[metrics-bugs] #22983 [Metrics/Library]: Add a Descriptor subinterface and implementation for Tor web server logs

Tor Bug Tracker & Wiki blackhole at torproject.org
Tue Oct 10 14:23:42 UTC 2017


#22983: Add a Descriptor subinterface and implementation for Tor web server logs
-----------------------------+-----------------------------------
 Reporter:  iwakeh           |          Owner:  metrics-team
     Type:  enhancement      |         Status:  needs_revision
 Priority:  Medium           |      Milestone:  metrics-lib 2.2.0
Component:  Metrics/Library  |        Version:
 Severity:  Normal           |     Resolution:
 Keywords:  metrics-2017     |  Actual Points:
Parent ID:                   |         Points:
 Reviewer:                   |        Sponsor:
-----------------------------+-----------------------------------

Comment (by iwakeh):

 Replying to [comment:44 karsten]:
 > Alright, here's what I found:

 Thanks for the detailed review!

 >
 > Commit c6c805c looks trivially correct. It comes a bit out of nowhere,
 so may you could add a remark to the commit message of future commits like
 this saying why you're making this change now. Like, did it violate a
 checkstyle rule? And was this the only place that was lacking a space? In
 any case, ready to merge this one.

 The misterious space results from a rule we don't have for spaces between
 cast operator and variable.  I made the usage in this file consistent by
 adding the space as [https://gitweb.torproject.org/user/iwakeh/metrics-
 lib.git/tree/src/main/java/org/torproject/descriptor/impl/KeyValueMap.java?h=task-22983-3&id=6b8de66d171dd85d8244a7d326ca436ce68e0d78#n57
 the earlier cast] did have one.  But, we should add a checkstyle rule to
 make it consistent everywhere; I don't have a preference with or without
 space is fine.

 >
 > Commit 3b426bf contains a couple of code style violations: the summary
 fragment should describe the package and not be a warning; the summary
 fragment is not supposed to contain markup like <h1>; there needs to be an
 empty line before the next <p>; and the line starting with
 "descriptors.</p>" is wrongly indented. I'm providing some tweaks in a
 fixup commit. Please review and tweak further as needed.
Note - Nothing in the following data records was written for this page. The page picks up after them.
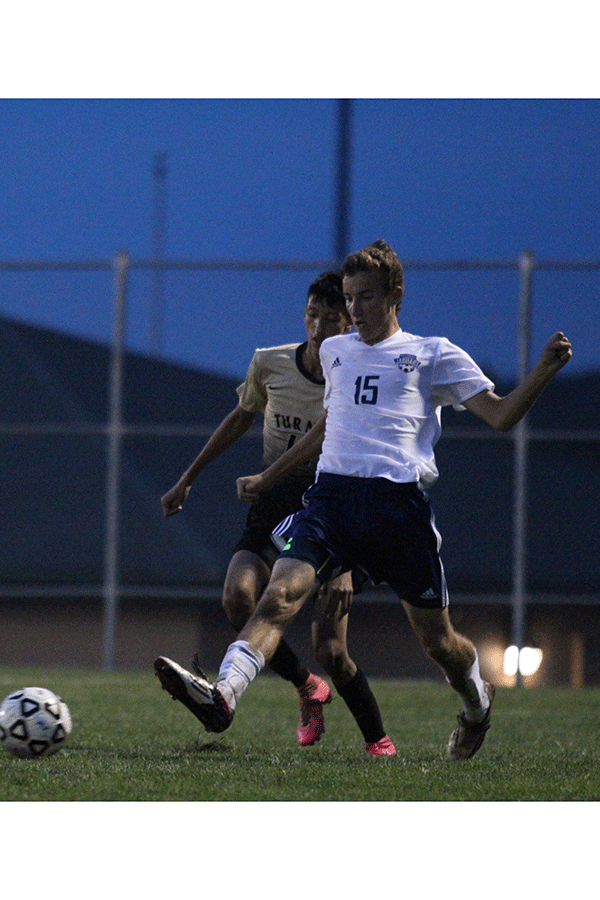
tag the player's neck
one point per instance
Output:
(312, 362)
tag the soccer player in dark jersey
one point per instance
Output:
(285, 384)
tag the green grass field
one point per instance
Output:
(131, 742)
 These seem fine.  Thanks for fixing them and rewording the javadoc.

 >
 > Commit 7822a27 has several issues that require several fixup commits
 and/or discussion:
 >  - My commit e4d6e90 in my task-22983-4 branch contains a bunch of
 whitespace fixes and other trivial tweaks which I believe are mostly
 oversights. (Unless they are not, in which case see the next item.)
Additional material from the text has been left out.